Spiena shrugged his meaty shoulders.

"I honestly don't believe they really think at all."

"—Where would I go, if I had to run?"

"Back into the mountains ...?" Spiena said unhelpfully.

Winter comes so swiftly in the mountains that the leaves are frozen green on the trees, the grass in the meadows. The foliage never turns color or falls, but hibernates in clear ice casings until the spring thaw restores their interrupted life again. So the winter landscape is tinkling green, dazzling with flakes of light, crisp through the snow. The many rock-lipped streams freeze clear as well, and the fish are suspended in place like spangles of precious metal until spring. I walked to the small cluster of administrative buildings, a clutch of cottages and shops connected by a tangle of gravel paths and baffled from sight like an embarrassment by several echelons of yew hedges. I passed through these under boughs of cherry trees, the scarlet cherries still on the branches, glowing like embers through the ice that outlined every leaf and twig in shining white thread, and I saw myself endlessly multiplied in all that pure ice, even on the yew branches, their deep green almost black, and webs of gossamer ice in the recesses of the hedges. A dark, bulbous, top-heavy figure loomed in and out of them as I passed, arms anxiously swinging.
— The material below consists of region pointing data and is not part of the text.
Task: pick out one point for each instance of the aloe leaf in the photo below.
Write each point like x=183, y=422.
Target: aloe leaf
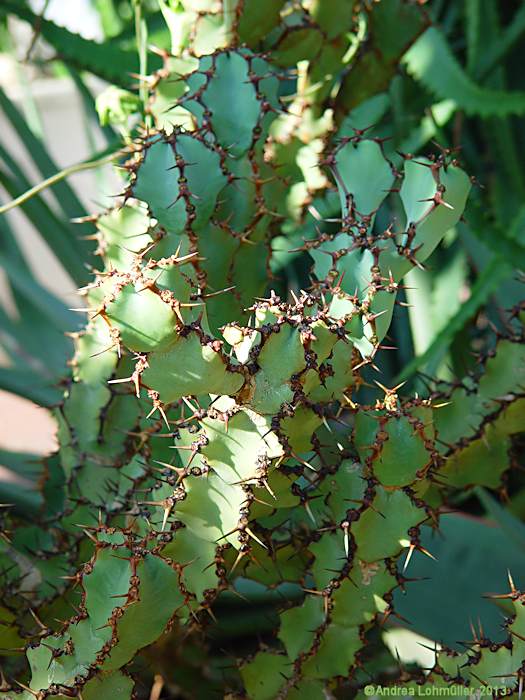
x=484, y=286
x=106, y=59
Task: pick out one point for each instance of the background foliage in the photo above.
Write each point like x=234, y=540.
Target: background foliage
x=455, y=85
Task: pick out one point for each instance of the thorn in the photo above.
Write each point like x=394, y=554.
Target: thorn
x=247, y=529
x=409, y=556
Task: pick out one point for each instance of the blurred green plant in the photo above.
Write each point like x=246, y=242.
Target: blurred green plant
x=276, y=198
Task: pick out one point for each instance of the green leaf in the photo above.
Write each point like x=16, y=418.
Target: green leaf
x=472, y=559
x=432, y=62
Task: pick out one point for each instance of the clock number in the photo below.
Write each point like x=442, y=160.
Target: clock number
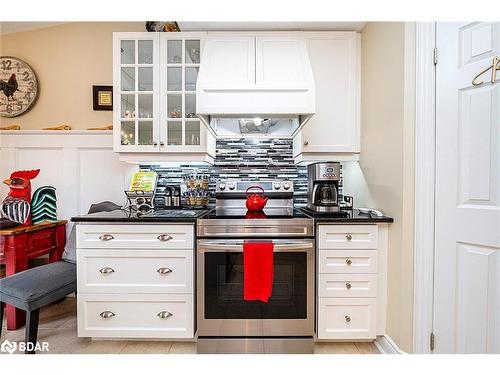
x=6, y=64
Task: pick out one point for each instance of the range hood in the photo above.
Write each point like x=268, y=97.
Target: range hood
x=258, y=84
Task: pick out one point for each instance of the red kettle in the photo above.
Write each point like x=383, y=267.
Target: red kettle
x=255, y=201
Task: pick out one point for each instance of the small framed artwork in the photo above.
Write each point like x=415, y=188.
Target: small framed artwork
x=102, y=98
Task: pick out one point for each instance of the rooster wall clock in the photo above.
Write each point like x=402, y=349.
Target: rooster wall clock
x=18, y=86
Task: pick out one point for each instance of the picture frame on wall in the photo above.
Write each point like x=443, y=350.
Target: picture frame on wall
x=102, y=98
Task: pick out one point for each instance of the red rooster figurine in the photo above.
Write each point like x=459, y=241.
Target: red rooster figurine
x=16, y=206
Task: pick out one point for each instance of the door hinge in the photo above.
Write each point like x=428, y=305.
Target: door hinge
x=432, y=341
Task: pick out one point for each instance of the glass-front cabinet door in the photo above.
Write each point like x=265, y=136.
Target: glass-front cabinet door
x=180, y=128
x=135, y=92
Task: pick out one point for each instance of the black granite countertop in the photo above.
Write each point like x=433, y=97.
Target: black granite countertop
x=126, y=216
x=349, y=217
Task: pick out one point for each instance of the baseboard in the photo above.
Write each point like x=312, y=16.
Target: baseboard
x=386, y=345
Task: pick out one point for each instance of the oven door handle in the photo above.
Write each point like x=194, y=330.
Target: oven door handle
x=236, y=246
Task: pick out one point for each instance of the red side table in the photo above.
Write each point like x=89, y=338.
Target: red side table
x=20, y=244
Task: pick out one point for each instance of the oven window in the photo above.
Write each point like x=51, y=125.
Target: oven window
x=224, y=288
I never have been able to find out how the administrators get their posts, or why they all seem so unqualified and unhelpful. I walked in among the dozen or so buildings with smoke in my face, blown down toward the ground from the chimneys of the cottages to my left. One of the administrators, a white old woman in a shawl, was spinning in a doorway, muttering around a short clay pipe to a sharply-dressed aide who avidly took down her dictation. The woman eyed me as I passed, without slowing her spinning or her smoky speaking. I glanced at her, then at once dropped my eyes to the thick ankles slotted into shoes so tight they seemed painted on. While her look was cryptic, her aide, who was red, shot me a glance of unmistakable disapproval. I was tempted to fling a handful of snow at them, but after all I might need to persuade them of my good will later, so I belatedly turned, as I had already passed nearly altogether out of sight of them, and made a sort of half wave half salute, along with what I felt was a strained and unappealing smile. Some smiles break a face and some smiles tear across.